Jennings Peter Stoering

Jennings Peter “Pete” Stoering, a Lab physicist and retiree, died at his home Jan. 15. He was 86.

Born March 22, 1924, to Valerie (Elsie) Doucette and Ernest Stoering in Fort Ripley, Minn., he was a resident of Fremont for the past 47 years.

Stoering spent his earliest years on a family farm in Little Falls, Minn., and then in towns throughout the Midwest until his teen years, when his family moved to the Oregon coast. He attended Taft High School in Oregon, and when World War II began, he went to work as an electric arc welder at the Kaiser Ship Yard in Portland, Ore.

In 1943, he joined the U.S. Army Air Force, becoming a flight engineer and top turret gunner on a B-17 aircraft in the 15th Air Force 419th Squadron, 301 Bombardment Group. Stoering served in the European Theater, and remained in the military until late 1945. He returned to Portland, Ore. after the war, and went on to earn a bachelor's degree in physics at the University of Portland while playing violin in two amateur orchestras connected with the university.

He then went to work as a physicist at the Aberdeen Proving Ground in Aberdeen, Md. He married Margaret (Peggy) Emig of Milwaukie Ore., in 1951, and they moved to California in 1952 where he took a job working for the University of California at what was the newly established Lawrence Radiation Laboratory, now Lawrence Livermore National Laboratory.

Stoering and his wife initially settled in Hayward, started their family there, and later moved to Fremont in 1963.

Stoering’s work as an experimental physicist at LLNL spanned 35 years. His areas of research included: neutron cross section measurements, stellar X-ray sources characterization in the Space Physics Group, and multiple types of nuclear device emission measurements, particularly high resolution X-ray spectrometry in L Division's Prompt Diagnostics Program.

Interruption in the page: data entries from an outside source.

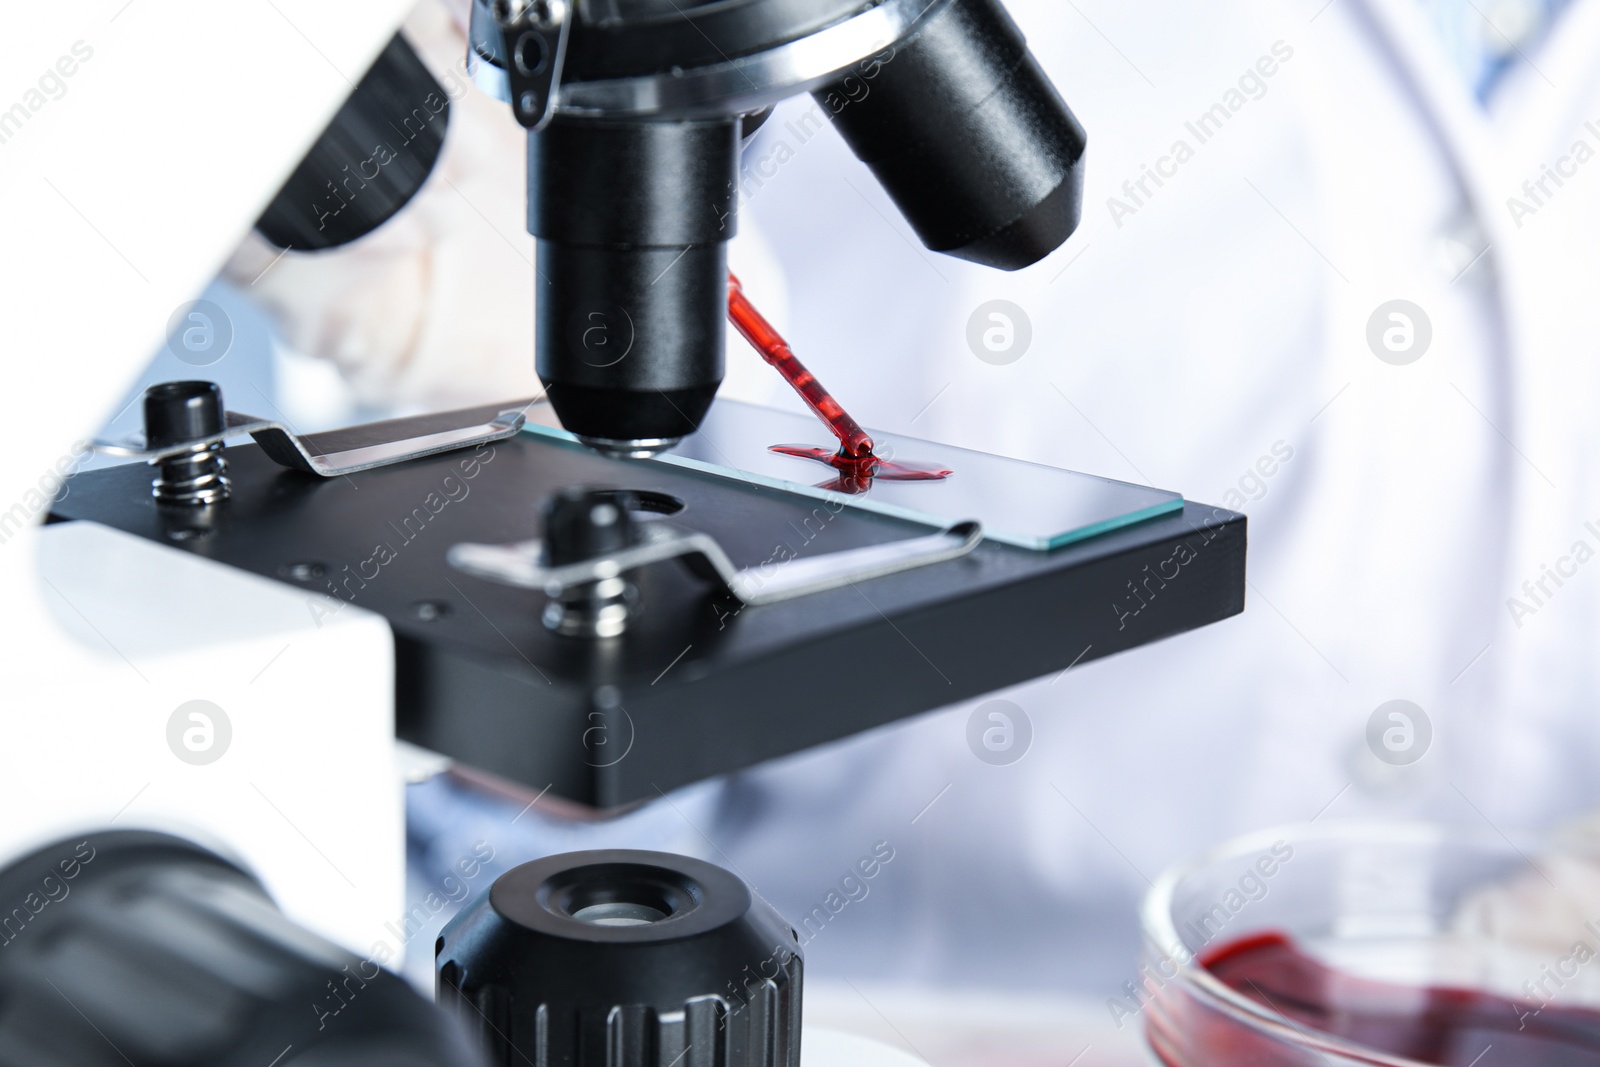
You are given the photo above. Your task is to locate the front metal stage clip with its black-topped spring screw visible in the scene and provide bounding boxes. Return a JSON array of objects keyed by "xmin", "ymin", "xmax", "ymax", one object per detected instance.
[{"xmin": 445, "ymin": 486, "xmax": 984, "ymax": 637}]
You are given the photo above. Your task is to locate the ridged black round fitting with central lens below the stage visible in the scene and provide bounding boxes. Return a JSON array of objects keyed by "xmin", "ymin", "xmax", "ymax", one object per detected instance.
[{"xmin": 435, "ymin": 851, "xmax": 802, "ymax": 1067}]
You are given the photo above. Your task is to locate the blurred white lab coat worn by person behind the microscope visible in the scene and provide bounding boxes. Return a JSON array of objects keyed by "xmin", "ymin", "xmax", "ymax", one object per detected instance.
[{"xmin": 706, "ymin": 0, "xmax": 1600, "ymax": 993}]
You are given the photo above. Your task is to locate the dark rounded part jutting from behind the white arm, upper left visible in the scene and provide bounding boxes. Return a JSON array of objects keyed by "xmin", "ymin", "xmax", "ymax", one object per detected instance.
[{"xmin": 256, "ymin": 34, "xmax": 450, "ymax": 251}]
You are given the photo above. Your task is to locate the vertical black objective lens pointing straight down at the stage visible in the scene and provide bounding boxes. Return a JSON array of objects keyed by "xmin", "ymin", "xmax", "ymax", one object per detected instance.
[{"xmin": 528, "ymin": 117, "xmax": 739, "ymax": 442}]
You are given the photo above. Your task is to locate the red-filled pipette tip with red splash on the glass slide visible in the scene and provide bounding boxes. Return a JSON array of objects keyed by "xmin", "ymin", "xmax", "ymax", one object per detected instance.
[{"xmin": 728, "ymin": 274, "xmax": 954, "ymax": 494}]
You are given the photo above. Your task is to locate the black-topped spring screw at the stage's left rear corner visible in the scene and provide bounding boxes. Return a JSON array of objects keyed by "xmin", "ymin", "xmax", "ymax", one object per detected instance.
[{"xmin": 144, "ymin": 382, "xmax": 232, "ymax": 507}]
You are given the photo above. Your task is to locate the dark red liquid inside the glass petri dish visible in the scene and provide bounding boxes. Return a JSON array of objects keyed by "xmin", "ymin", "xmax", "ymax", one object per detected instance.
[{"xmin": 1150, "ymin": 934, "xmax": 1600, "ymax": 1067}]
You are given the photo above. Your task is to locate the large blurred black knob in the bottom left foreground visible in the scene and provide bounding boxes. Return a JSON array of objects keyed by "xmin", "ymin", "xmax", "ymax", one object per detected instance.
[{"xmin": 0, "ymin": 832, "xmax": 482, "ymax": 1067}]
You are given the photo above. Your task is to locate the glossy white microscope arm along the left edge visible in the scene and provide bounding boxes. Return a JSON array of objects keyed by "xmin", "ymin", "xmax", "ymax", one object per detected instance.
[{"xmin": 0, "ymin": 0, "xmax": 410, "ymax": 952}]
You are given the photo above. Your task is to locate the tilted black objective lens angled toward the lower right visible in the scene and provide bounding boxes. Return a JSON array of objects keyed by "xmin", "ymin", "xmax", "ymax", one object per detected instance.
[{"xmin": 814, "ymin": 0, "xmax": 1086, "ymax": 270}]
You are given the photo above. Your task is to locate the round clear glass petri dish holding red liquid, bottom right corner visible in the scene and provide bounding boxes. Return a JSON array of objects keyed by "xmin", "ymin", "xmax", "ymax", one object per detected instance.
[{"xmin": 1139, "ymin": 822, "xmax": 1600, "ymax": 1067}]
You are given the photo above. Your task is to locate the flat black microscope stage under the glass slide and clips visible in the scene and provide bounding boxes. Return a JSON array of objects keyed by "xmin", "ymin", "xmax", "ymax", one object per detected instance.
[{"xmin": 54, "ymin": 405, "xmax": 1246, "ymax": 808}]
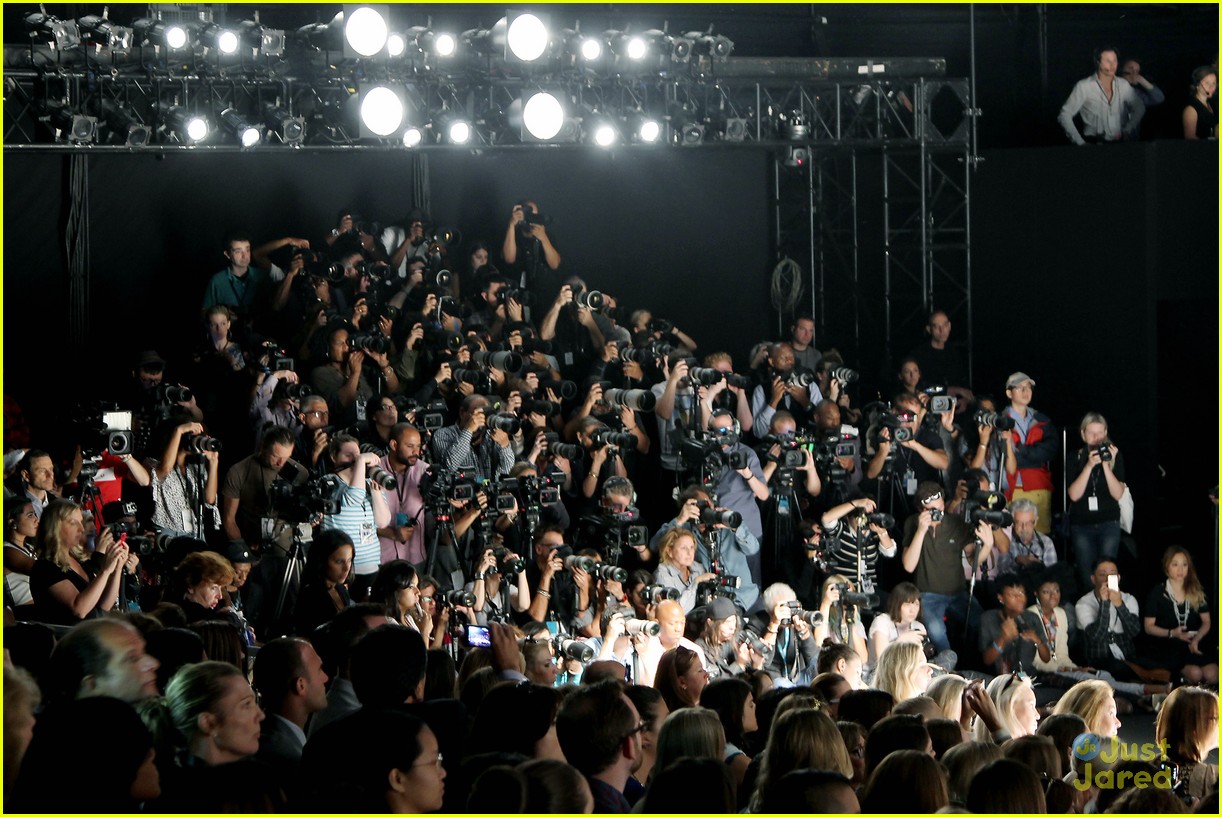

His earlier work necessitated frequent trips to Johnston Island and the Hawaiian island of Kauai in the Pacific, and his later work frequently took him to the Nevada Test Site and to Los Alamos, NM. Stoering retired from the Lab in 1987.

An active member of St. Joseph’s Parish in Fremont, he served as an usher there for many years. In his retirement, he enjoyed playing with his four grandchildren, socializing with friends, reading history and science books and listening to classical and 1940s “Big Band” music.

Throughout his life, he was interested in learning and expanding his understanding of things. He had an extremely quick wit and sense of humor that entertained friends and family alike.

He is survived by his wife, Margaret (Peggy), his brother, Neil, his daughters, Donna and Marla, his son, Mark and four grandchildren.

Family and friends are invited to attend two services. A rosary and vigil service with music will be held at 6 p.m. Thursday, Jan. 27, in St. Joseph’s Old Mission Church on Mission Blvd. in Mission San Jose, Fremont (Note: the side entrance only will be open). A funeral mass will be conducted at 11 a.m. on Friday, Jan. 28, in St Joseph’s main church, 43148 Mission Blvd., Fremont. A reception will follow in the church hall.

In lieu of flowers, the family suggests that a donation be made in Stoering’s name to either the Alzheimer’s Association or the Paralyzed Veterans of America.